A ratio estimator, commonly used in survey sampling, is a ratio of the means of two random variables. They are biased, so corrections for error must be made when using them in experiments.
Why Use a Ratio Estimator?
A couple of circumstances could lead you to use a ratio estimator instead of a more simple estimator:
- If y and x are highly linearly correlated through the origin (i.e. x contributes to predicting y),
- If you don’t know the number of elements in the population.
Auxiliary Statistics
Auxiliary statistics can be used to calculate hard to get statistics, with the use of a ratio estimator. An auxiliary variable is an easy to study variable x, used to gather information on the harder-to-research target variable y. For example (Borkowski, n.d.):
Variable of Interest | Auxiliary |
---|---|
Amount of lumber a tree produces | Tree diameter |
income level of a 50-year-old | number of years of education completed |
number of farms per county in the US | number of farms per county in the previous census |
Historically, John Graunt (1662) was the first person to use the ratio estimate ratio y/x, for the total population y and registered births (the auxiliary variable x), in the same area for the prior year (Sen, 1993). Laplace used a similar method at a later time to measure the total population of France. There wasn’t a census at the time, so Laplace sampled 30 French communities, getting the following information:
- n = 30
- community population = 2,037,615.
Additional (auxiliary) information that Laplace obtained from government records:
- Total registered births for n = 71,866.33.
Dividing the community population by the actual number of registered births:
- 2,037,615 / 71,866.33 = 28.35.
There was only one registered birth for every 28.35 people. Laplace used this auxiliary information to produce a formula estimating total population in France:
Total population = total number of annual births * 28.35
Cautions
The bias and the variance of a ratio estimator rapidly decrease as the sample size (that they are based on) increases. Therefore, the mean square error for the ratio estimator, or the estimator of a ratio also rapidly decrease.

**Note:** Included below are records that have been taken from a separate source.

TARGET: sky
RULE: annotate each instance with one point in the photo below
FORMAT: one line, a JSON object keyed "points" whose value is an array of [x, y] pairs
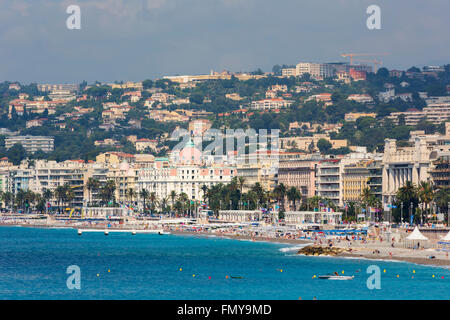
{"points": [[133, 40]]}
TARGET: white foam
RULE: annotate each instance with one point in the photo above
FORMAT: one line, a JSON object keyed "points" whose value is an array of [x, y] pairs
{"points": [[294, 248]]}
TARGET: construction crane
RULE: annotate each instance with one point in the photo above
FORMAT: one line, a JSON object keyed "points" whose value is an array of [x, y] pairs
{"points": [[374, 61], [351, 55]]}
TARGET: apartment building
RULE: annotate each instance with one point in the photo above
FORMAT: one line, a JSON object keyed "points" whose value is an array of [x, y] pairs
{"points": [[31, 143], [300, 173], [353, 116], [58, 87], [266, 104], [412, 163], [435, 115], [165, 177]]}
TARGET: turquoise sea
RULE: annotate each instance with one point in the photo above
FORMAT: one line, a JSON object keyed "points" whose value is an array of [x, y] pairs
{"points": [[33, 265]]}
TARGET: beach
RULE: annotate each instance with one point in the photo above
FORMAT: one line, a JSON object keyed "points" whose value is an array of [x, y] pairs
{"points": [[358, 249]]}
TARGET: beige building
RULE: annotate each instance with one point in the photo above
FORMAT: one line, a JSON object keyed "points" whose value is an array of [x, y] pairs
{"points": [[31, 143], [299, 173], [353, 116], [303, 143], [412, 163]]}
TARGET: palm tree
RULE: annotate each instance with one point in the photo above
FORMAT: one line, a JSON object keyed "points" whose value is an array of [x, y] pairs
{"points": [[144, 195], [293, 195], [173, 196], [260, 192], [59, 195], [366, 198], [130, 193], [163, 204], [152, 199], [8, 198], [442, 199], [425, 193], [240, 182], [205, 191], [183, 199], [107, 191], [407, 195], [279, 193], [47, 195], [92, 185], [69, 195]]}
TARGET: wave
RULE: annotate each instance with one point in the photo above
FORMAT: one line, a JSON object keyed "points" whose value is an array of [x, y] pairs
{"points": [[294, 248]]}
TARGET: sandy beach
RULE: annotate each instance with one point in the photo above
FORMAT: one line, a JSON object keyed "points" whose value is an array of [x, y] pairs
{"points": [[352, 249]]}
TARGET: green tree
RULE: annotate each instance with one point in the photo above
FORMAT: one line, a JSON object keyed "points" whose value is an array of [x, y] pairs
{"points": [[324, 145], [293, 195]]}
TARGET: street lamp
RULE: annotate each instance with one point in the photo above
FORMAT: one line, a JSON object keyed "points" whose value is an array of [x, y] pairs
{"points": [[401, 214]]}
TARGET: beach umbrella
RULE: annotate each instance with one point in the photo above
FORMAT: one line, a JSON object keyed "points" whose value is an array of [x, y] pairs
{"points": [[416, 235]]}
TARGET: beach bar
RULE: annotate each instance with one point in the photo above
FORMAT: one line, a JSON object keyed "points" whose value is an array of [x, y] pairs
{"points": [[305, 217], [240, 215]]}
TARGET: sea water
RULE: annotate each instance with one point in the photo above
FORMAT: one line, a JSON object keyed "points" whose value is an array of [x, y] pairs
{"points": [[33, 265]]}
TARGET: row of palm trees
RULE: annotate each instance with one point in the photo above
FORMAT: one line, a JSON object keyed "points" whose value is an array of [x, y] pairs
{"points": [[409, 199], [419, 201]]}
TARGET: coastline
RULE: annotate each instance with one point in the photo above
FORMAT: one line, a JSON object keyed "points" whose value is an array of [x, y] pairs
{"points": [[416, 260], [356, 254]]}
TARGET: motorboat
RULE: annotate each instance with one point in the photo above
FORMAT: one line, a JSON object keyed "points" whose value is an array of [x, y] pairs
{"points": [[335, 277]]}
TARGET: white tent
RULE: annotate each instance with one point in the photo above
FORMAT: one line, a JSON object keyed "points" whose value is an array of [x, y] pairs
{"points": [[447, 237], [416, 235]]}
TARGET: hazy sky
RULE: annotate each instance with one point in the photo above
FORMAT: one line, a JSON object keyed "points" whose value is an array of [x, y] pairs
{"points": [[140, 39]]}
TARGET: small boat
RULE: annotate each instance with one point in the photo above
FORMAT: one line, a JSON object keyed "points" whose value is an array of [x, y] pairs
{"points": [[335, 277]]}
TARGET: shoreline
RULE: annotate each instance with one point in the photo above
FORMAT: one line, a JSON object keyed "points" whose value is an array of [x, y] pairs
{"points": [[356, 254]]}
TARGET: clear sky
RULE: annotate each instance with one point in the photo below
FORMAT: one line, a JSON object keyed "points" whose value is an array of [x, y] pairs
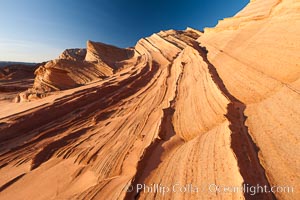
{"points": [[39, 30]]}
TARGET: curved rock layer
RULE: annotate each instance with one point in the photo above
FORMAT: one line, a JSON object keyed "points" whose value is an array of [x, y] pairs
{"points": [[181, 110]]}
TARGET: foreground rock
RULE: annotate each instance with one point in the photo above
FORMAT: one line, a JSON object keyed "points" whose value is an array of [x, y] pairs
{"points": [[182, 109]]}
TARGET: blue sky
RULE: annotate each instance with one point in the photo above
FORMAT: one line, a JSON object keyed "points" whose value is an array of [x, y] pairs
{"points": [[39, 30]]}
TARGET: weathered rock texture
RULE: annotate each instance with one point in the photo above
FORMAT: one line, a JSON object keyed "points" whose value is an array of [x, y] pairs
{"points": [[182, 107]]}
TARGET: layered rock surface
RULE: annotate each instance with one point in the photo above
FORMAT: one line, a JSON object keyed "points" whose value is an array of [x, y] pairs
{"points": [[181, 107]]}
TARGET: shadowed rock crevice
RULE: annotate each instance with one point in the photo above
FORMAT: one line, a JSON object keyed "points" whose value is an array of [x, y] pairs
{"points": [[242, 144]]}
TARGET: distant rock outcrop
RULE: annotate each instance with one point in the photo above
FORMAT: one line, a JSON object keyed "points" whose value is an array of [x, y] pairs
{"points": [[182, 115], [76, 67]]}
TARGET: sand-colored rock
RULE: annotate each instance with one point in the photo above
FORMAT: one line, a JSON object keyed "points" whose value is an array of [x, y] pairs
{"points": [[181, 109]]}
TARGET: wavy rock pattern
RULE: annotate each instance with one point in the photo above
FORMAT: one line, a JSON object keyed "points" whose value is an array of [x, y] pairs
{"points": [[180, 107]]}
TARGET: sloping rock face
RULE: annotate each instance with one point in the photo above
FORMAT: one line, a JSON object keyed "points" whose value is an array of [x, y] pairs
{"points": [[179, 114], [76, 67]]}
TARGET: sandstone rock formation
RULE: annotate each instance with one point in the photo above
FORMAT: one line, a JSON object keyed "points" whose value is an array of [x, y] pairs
{"points": [[77, 67], [182, 107]]}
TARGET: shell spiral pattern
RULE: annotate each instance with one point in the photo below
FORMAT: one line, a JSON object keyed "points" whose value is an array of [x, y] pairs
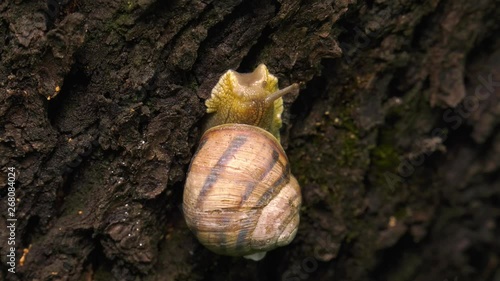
{"points": [[240, 197]]}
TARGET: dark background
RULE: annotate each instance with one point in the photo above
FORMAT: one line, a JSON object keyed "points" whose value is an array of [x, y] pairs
{"points": [[394, 136]]}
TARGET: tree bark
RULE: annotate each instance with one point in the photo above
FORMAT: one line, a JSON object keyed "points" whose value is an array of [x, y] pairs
{"points": [[394, 136]]}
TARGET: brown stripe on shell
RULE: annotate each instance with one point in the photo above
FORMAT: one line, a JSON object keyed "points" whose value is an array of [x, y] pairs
{"points": [[228, 154], [250, 187], [275, 188]]}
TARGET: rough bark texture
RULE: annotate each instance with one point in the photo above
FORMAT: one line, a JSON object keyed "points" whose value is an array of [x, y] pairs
{"points": [[394, 136]]}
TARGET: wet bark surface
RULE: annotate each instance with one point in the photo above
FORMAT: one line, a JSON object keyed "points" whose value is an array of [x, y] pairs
{"points": [[394, 136]]}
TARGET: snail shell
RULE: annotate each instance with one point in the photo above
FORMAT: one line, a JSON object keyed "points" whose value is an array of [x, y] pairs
{"points": [[240, 197]]}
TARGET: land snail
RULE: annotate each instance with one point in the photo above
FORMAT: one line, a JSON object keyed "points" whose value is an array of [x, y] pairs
{"points": [[240, 198]]}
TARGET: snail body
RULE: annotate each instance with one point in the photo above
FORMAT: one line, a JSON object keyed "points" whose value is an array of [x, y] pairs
{"points": [[240, 198]]}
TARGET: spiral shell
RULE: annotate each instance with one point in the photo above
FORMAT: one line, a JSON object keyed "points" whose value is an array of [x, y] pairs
{"points": [[240, 197]]}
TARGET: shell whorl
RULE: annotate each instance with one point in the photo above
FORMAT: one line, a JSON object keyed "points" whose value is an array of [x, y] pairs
{"points": [[240, 197]]}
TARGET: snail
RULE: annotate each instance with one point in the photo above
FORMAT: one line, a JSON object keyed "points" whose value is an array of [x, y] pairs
{"points": [[240, 198]]}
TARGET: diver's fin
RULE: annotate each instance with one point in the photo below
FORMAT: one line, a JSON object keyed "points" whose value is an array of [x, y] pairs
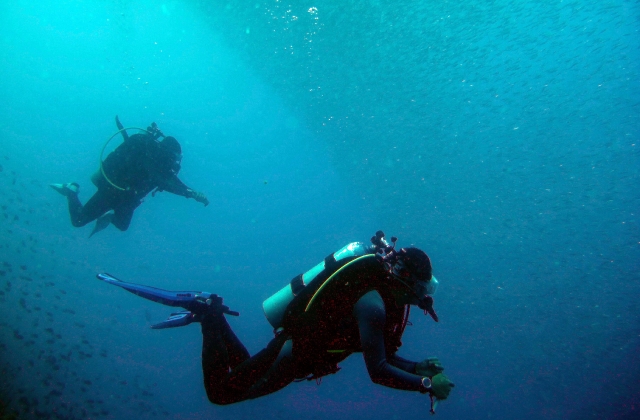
{"points": [[102, 223], [193, 301], [178, 319], [67, 189]]}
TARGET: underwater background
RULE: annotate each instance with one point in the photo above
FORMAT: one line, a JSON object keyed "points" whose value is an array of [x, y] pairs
{"points": [[501, 137]]}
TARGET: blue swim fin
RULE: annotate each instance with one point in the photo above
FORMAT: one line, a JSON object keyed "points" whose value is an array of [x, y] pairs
{"points": [[178, 319]]}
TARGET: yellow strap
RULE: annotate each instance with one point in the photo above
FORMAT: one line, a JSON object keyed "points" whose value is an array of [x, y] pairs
{"points": [[105, 146]]}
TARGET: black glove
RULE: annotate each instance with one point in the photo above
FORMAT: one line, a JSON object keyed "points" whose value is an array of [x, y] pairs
{"points": [[429, 367], [441, 386]]}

Sometimes, it’s advantageous to stratify the population before using a ratio estimator (Scheaffer, 2011). However, small sample sizes within strata can lead to problems with bias. This effect can be lessened using a combined ratio estimator (i.e. by using an average estimator across all samples).
References
Borkowski, J. Ratio and Regression Estimation. http://www.math.montana.edu/jobo/st446/documents/ho5a.pdf
Scheaffer, R. et al. (2011). Elementary Survey Sampling. Cengage Learning.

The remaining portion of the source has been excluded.